São tão diferentes assim?

Qual é a diferença entre o piano e o teclado??? Essa é uma dúvida de muita gente quando tomam a decisão de aprender um desses dois instrumentos, mas vamos logo direto ao assunto. Apesar de serem muitos parecidos o piano é um instrumento muito mais antigo que o teclado e ja fez muita história nos últimos 300 anos. Já o teclado, surgiu nos anos 60 e é um instrumento eletrônico. Essa é uma das principais diferenças entre eles.
 
O Fato é que as tecnologias utilizadas pelo teclado evoluíram tanto que fizeram dele um instrumento realmente versátil que é capaz, inclusive, de imitar o som de outros instrumentos e, as vezes, até de bandas inteiras sozinho. Imagina, um único músico sendo capaz de tocar como uma verdadeira banda de um homem só (Kkk).
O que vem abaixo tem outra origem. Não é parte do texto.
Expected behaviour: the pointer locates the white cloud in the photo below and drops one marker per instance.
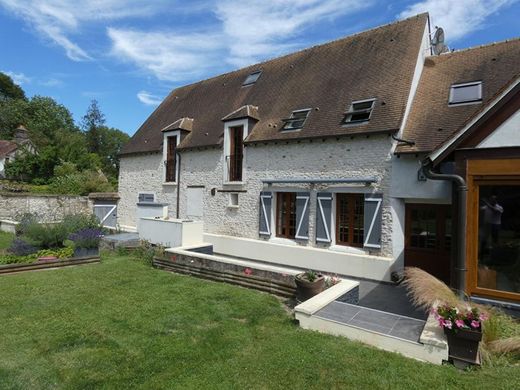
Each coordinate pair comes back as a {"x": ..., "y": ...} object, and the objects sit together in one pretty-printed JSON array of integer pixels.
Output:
[
  {"x": 259, "y": 29},
  {"x": 56, "y": 20},
  {"x": 149, "y": 99},
  {"x": 168, "y": 55},
  {"x": 458, "y": 18},
  {"x": 246, "y": 33},
  {"x": 18, "y": 78}
]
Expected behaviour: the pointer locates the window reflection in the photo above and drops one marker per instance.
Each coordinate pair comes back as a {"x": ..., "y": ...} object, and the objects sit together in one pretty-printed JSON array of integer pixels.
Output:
[{"x": 499, "y": 237}]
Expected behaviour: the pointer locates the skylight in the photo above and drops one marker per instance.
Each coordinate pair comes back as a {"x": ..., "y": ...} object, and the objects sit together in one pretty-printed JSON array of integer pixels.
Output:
[
  {"x": 251, "y": 79},
  {"x": 466, "y": 93},
  {"x": 297, "y": 120},
  {"x": 359, "y": 111}
]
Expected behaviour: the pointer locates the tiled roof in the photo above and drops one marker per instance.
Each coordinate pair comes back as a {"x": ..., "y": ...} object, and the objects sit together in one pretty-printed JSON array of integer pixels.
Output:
[
  {"x": 377, "y": 63},
  {"x": 432, "y": 121},
  {"x": 7, "y": 147}
]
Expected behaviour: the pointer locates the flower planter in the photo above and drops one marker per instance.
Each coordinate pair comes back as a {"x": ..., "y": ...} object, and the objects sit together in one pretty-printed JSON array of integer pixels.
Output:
[
  {"x": 464, "y": 345},
  {"x": 306, "y": 289},
  {"x": 86, "y": 252}
]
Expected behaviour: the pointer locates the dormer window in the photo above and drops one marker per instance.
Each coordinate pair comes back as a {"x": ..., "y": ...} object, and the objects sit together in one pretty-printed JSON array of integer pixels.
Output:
[
  {"x": 297, "y": 120},
  {"x": 252, "y": 78},
  {"x": 466, "y": 93},
  {"x": 359, "y": 111}
]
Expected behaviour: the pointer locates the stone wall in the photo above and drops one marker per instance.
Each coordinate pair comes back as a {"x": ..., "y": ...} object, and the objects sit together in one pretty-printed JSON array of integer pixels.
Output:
[
  {"x": 48, "y": 208},
  {"x": 343, "y": 158}
]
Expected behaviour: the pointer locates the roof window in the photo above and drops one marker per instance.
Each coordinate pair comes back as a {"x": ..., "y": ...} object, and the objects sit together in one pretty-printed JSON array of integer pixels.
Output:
[
  {"x": 359, "y": 111},
  {"x": 297, "y": 120},
  {"x": 466, "y": 93},
  {"x": 251, "y": 79}
]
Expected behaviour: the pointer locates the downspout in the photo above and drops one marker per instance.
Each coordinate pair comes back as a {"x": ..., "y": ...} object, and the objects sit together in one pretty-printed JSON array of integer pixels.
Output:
[
  {"x": 462, "y": 195},
  {"x": 178, "y": 184}
]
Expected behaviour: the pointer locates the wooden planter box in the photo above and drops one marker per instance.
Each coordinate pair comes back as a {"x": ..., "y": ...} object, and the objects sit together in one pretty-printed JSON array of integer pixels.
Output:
[
  {"x": 14, "y": 268},
  {"x": 464, "y": 346}
]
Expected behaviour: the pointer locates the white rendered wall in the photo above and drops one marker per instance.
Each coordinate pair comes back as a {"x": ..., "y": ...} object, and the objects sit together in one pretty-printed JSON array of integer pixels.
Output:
[{"x": 344, "y": 158}]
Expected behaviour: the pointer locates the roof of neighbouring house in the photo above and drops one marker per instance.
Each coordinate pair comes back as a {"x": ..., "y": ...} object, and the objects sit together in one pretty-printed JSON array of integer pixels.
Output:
[
  {"x": 432, "y": 121},
  {"x": 7, "y": 147},
  {"x": 377, "y": 63}
]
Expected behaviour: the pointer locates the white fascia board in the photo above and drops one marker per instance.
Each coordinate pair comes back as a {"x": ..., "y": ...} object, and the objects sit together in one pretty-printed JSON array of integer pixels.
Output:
[{"x": 435, "y": 155}]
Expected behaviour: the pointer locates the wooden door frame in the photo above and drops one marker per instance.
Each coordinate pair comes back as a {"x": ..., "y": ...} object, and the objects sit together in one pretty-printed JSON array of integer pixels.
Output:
[
  {"x": 498, "y": 171},
  {"x": 351, "y": 212}
]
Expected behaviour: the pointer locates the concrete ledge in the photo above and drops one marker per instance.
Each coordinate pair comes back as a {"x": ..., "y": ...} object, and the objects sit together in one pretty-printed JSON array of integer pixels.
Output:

Então, enquanto o piano tem seu som único e maravilhoso o teclado é capaz de imitar outros instrumentos, incluindo o próprio piano.
 
Mas será que na hora de aprender os dois são tão diferentes assim? A resposta é: “depende”. Isso porque um aluno de piano não usa nenhum recurso eletrônico, então ele realmente toca todos os sons que o piano emite durante a música. Já o aluno de teclado pode usar o instrumento de inúmeras formas (até mesmo como um piano portátil), pois os recursos do teclado geralmente vão além das notas tocadas pelo aluno, já que o instrumento  é capaz de tocar automaticamente várias partes da música, e por isso pode parecer até mais fácil de se obter um resultado interessante no teclado mesmo com poucas semanas de estudo. Contudo o que acontece é que nessas ocasiões é o instrumento que está tocando pelo aluno, o que é impossível de se fazer no piano, já que ele não tem tanta tecnologia assim. Logo é natural de se pensar que o teclado é “mais fácil que o piano”, mas na verdade um bom músico precisa dominar tanto a “técnica das mãos” quanto os recursos que cada instrumento tem a oferecer.
 
Mas já que todos perguntam sempre, “sim, da para estudar piano tendo apenas um teclado simples em casa”.